I hope you can help. I’m attempting to have my Photon go into standby mode (not deep sleep) for 1 minute. So I call:
System.sleep(D0, RISING, 60);
D0 is soldered to ground.
The behavior I see is intermittent. About 90% of the time, the PHOTON goes to sleep (I know this because it disconnects from the serial USB) but then wakes up in less than a second. About 10% of the time, the PHOTON goes to sleep for the asked for 60 seconds.
What could be causing the PHOTON to wake up prematurely most of the time? And why would this behavior be intermittent? Does anything else cause a wakeup besides the pin and the timeout?
I’ve been trying to debug this for hours, so any help is appreciated.
I'd not do that without a current limiting resistor. If your code (or some code meant for another device of yours OTAed by accident to that one) happens to drive the pin HIGH you probably can say "bye, bye" to that GPIO (or more).
Due to the implicitly applied 40k pull-down, you should not even need to do that - but adding a 2k2 external pull-down won't hurt.
But for System.sleep(pin, ...) I'd consider the same restrictions as mentioned for attachInterupt() as the waking is triggerd by means of EXTI interrupts just the same.
So, I figured it out the cause, but I don’t know the solution. By stripping my application of functionality piece by piece until discovered the part that was causing the Sleep to not function.

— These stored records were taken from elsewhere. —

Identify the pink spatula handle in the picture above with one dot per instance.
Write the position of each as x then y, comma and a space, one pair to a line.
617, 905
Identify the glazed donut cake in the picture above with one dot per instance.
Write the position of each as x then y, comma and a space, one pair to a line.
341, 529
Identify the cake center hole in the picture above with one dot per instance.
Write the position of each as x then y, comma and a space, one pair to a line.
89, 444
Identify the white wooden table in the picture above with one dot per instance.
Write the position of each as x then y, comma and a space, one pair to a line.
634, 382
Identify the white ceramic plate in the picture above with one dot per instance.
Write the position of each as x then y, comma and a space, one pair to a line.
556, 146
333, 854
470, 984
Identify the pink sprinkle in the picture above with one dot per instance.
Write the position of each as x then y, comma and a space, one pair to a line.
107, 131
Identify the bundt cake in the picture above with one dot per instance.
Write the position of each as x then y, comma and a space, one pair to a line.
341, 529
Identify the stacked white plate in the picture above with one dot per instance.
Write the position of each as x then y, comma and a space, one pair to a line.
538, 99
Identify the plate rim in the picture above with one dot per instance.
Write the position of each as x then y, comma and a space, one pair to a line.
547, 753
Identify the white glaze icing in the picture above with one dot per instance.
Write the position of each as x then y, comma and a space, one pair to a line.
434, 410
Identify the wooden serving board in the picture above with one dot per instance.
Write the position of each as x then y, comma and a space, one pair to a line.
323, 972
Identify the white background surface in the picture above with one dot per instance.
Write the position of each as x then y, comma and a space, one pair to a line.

The very popular library “ParticleSoftSerial” attaches an interrupt on the Rx pin. When this occurs, the System.sleep(pin,...) function stops working reliably. It works occasionally, which itself is odd. I’m using D4 for Rx.
Below is the minimal code that I believe can demonstrate the problem.
#include <Particle.h>
SYSTEM_MODE(MANUAL);
SYSTEM_THREAD(ENABLED);
#include <ParticleSoftSerial.h>
uint32_t lastSleep;
#define SLEEP_PIN D1
ParticleSoftSerial ss(D4,D5);
void setup()
{
WiFi.off();
Serial.begin();
ss.begin(9600); // Comment out this line and sleep/wakeup works
pinMode(SLEEP_PIN,INPUT_PULLDOWN);
lastSleep = millis();
}
void loop()
{
if (millis()-lastSleep > 10000) {
Serial.println("Going to sleep");
delay(1000);
System.sleep(SLEEP_PIN,RISING,10);
delay(1000);
Serial.println("Waking up");
lastSleep = millis();
}
}
Conveniently ParticleSoftSerial provides an ‘end’ function as well as a begin. Surrounding the sleep with a end/begin works. And I have confirmed that the soft serial continues to function after the wakeup as well.